Il declino della capacità intellettuale non soddisfaceva la definizione clinica di deterioramento cognitivo, ma diversi cambiamenti sono stati considerati clinicamente significativi.
È stato bello testare questi pazienti prima della chemioterapia e poi di nuovo dopo, perché le persone possono essere colpite dalla chemio ed essere ancora nei range di normalità, ma per loro non è normale. “
Leah Pyter, direttrice dell'Institute for Behavioral Medicine Research, Ohio State University e professore associato di psichiatria e salute comportamentale presso il College of Medicine
Per questo studio, la prima autrice Melina Seng, allora studentessa di master e ora tecnico di ricerca senior nel laboratorio di Pyter, ha lavorato con i pazienti partner per valutare la loro soddisfazione nelle relazioni intime e il supporto sociale da parte di amici e familiari durante la chemioterapia.
L'analisi statistica ha rivelato associazioni tra i cambiamenti nei punteggi cognitivi e i fattori sociali, scoprendo che maggiori erano i cambiamenti cognitivi avvenuti nel corso della chemioterapia, più i pazienti erano protetti nella loro relazione.
"C'era meno funzionamento cognitivo per coloro che avevano un buon supporto sociale, ma c'erano più associazioni e associazioni più durature tra la cognizione protetta e la relazione molto soddisfacente rispetto al solo supporto sociale generale", ha detto Pyter. “Abbiamo interpretato questo come un’indicazione che la relazione sociale più importante è questa partnership intima.
"Esiste una terapia di gruppo per la chemioterapia che rappresenta un supporto sociale, e questo studio suggerirebbe che, sebbene questa terapia possa essere benefica, la terapia coniugale o di coppia in altri contesti medici per migliorare la qualità della relazione potrebbe essere un buon approccio per i pazienti sottoposti a chemioterapia."
Mentre Seng sperava di trovare associazioni tra livelli di ossitocina, funzione cognitiva e supporto sociale, non è stato possibile trovare collegamenti chiari.
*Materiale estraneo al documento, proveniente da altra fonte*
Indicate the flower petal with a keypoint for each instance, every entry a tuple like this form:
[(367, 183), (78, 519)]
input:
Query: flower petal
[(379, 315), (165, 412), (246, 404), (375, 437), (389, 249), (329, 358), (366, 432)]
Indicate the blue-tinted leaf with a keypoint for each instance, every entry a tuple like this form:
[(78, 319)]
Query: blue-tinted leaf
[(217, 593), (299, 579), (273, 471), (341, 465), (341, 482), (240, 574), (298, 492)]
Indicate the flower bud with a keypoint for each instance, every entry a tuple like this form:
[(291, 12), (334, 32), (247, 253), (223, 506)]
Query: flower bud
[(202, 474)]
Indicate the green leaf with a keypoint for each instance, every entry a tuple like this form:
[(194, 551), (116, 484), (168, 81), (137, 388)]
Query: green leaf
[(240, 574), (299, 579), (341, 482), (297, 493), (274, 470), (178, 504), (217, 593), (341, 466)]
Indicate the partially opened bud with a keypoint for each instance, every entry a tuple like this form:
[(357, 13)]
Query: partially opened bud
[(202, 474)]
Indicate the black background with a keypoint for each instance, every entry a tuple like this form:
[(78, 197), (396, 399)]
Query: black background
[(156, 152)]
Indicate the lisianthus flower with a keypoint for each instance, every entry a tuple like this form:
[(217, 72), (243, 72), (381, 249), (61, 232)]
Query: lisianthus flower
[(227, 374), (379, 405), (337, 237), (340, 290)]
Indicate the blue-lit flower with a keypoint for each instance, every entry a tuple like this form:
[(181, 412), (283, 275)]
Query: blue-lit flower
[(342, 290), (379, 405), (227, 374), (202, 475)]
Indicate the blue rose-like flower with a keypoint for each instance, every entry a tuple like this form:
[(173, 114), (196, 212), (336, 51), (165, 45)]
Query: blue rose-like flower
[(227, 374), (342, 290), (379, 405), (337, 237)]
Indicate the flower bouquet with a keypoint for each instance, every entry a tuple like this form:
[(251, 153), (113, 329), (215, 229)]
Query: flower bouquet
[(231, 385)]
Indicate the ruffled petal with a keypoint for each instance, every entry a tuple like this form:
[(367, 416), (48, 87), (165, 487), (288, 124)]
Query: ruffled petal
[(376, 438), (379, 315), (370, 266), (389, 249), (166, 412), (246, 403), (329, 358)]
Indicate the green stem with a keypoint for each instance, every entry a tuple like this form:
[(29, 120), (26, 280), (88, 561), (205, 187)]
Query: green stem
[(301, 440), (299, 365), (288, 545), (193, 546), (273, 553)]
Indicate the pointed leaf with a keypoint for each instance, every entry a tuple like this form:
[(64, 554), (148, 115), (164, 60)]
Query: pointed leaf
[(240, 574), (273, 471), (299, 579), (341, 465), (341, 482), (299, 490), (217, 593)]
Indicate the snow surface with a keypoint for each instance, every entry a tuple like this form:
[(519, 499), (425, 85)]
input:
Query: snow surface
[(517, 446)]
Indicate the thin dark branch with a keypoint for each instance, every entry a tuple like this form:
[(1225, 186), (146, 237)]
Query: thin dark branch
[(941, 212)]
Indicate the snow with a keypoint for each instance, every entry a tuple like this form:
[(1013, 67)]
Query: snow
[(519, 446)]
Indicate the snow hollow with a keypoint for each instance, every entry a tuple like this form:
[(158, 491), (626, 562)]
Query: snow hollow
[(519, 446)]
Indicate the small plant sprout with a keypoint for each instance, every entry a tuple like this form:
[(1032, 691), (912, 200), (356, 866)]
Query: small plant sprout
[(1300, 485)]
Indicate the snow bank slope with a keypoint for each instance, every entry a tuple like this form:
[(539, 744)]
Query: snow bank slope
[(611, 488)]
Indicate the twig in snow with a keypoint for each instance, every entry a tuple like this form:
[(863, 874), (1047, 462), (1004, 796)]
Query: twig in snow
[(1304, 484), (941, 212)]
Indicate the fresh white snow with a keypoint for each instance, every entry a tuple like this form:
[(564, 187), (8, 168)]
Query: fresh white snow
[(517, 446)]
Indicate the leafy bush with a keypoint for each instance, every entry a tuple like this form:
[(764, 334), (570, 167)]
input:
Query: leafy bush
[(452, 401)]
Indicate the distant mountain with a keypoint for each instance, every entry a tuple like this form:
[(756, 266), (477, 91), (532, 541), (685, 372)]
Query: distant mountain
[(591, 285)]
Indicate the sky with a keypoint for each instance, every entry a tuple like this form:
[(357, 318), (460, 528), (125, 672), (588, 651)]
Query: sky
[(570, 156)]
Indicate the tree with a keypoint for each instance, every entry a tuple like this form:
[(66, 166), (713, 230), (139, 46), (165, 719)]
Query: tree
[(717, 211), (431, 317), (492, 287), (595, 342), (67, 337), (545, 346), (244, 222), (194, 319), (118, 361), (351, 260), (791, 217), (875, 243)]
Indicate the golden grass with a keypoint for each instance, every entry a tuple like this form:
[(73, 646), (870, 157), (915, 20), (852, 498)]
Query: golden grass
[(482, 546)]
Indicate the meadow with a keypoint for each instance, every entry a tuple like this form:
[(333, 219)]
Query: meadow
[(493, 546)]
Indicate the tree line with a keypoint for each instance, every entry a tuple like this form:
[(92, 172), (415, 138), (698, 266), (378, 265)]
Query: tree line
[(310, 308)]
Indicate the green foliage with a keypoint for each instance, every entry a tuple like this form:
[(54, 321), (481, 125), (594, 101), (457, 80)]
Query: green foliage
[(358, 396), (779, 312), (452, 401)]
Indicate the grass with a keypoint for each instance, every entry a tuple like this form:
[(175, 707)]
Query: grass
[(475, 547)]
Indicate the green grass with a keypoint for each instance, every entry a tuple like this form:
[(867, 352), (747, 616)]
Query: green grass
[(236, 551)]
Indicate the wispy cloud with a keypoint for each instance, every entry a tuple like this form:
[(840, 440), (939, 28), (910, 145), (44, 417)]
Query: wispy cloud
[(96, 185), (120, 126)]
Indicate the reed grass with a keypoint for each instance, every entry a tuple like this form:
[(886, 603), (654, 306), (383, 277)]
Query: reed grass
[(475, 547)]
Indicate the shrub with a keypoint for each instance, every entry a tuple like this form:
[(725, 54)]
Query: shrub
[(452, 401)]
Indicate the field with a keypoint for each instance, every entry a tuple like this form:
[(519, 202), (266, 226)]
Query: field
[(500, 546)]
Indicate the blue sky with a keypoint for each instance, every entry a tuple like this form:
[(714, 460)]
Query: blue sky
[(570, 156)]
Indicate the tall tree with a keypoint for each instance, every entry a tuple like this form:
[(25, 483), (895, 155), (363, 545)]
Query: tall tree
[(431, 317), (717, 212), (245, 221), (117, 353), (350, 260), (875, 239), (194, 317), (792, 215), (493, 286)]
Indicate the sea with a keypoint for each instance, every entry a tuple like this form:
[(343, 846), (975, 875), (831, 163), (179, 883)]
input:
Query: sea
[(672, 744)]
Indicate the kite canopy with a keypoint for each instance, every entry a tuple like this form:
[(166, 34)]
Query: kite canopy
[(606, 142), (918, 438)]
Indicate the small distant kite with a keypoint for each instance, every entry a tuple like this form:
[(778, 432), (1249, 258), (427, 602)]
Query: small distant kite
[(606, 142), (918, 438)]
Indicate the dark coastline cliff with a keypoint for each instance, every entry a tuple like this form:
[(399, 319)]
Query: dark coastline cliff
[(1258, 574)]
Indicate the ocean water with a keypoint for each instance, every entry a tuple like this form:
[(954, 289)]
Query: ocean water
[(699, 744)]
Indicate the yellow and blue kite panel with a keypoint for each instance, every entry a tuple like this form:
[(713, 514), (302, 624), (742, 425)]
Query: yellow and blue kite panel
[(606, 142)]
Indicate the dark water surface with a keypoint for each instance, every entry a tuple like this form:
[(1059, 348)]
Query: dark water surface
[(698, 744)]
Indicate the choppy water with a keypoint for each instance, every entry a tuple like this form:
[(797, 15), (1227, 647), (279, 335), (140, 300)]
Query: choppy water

Tuttavia, i risultati hanno mostrato che l’ormone e il suo recettore sono stati influenzati dalla chemioterapia.
Nello specifico, i livelli ematici circolanti di ossitocina sono diminuiti significativamente durante la chemioterapia e sono tornati ai livelli basali dopo il trattamento, suggerendo che la chemioterapia può influenzare la regione ipotalamica del cervello dove viene prodotta l’ossitocina.
"L'ossitocina è nota per i suoi ruoli nelle interazioni sociali ed è stata chiamata l'ormone 'amore', ma fa tante altre cose", ha detto Seng. "Per quanto ne sappiamo, nessuno ha studiato l'ossitocina e la chemioterapia, quindi il fatto che abbiamo osservato una notevole diminuzione dell'ossitocina dalla pre-chemioterapia alla chemioterapia è molto interessante e dovrebbe essere studiato ulteriormente."
Sia Pyter che Seng hanno notato che con l’aumento della sopravvivenza del cancro al seno c’è un urgente bisogno di affrontare gli effetti collaterali persistenti del trattamento.
"La chemioterapia è uno dei migliori trattamenti che abbiamo per il cancro e altre malattie oltre al cancro. Colpisce molte persone ed è molto efficace", ha detto Pyter. "Abbiamo più sopravvissuti, il che è fantastico. La nostra ricerca si concentra su questioni meno studiate e cerca di garantire che la qualità della vita dei sopravvissuti sia la più alta possibile".
Questo lavoro è stato sostenuto dal Centro nazionale per l’avanzamento degli studi sulla traduzione e dal Wexner Medical Center della Ohio State University.
Altri coautori, tutti dell'Ohio State, erano Seth Adarkwah Yiadom, Lauren Otto-Dobos, Sagar Sardesai, Nicole Williams, Margaret Gatti-Mays, Daniel Stover, Preeti Sudheendra, Erica Dawson, Robert Wesolowski, Baldwin Way, Erica Glasid e Rebecca.
Fonti:
Seng, MM,et al.(2025). Il ruolo dell'ossitocina nel mediare le relazioni tra fattori sociali e declino cognitivo associato alla chemioterapia nelle pazienti donne con cancro al seno. Psiconeuroendocrinologia. doi.org/10.1016/j.psyneuen.2025.107428.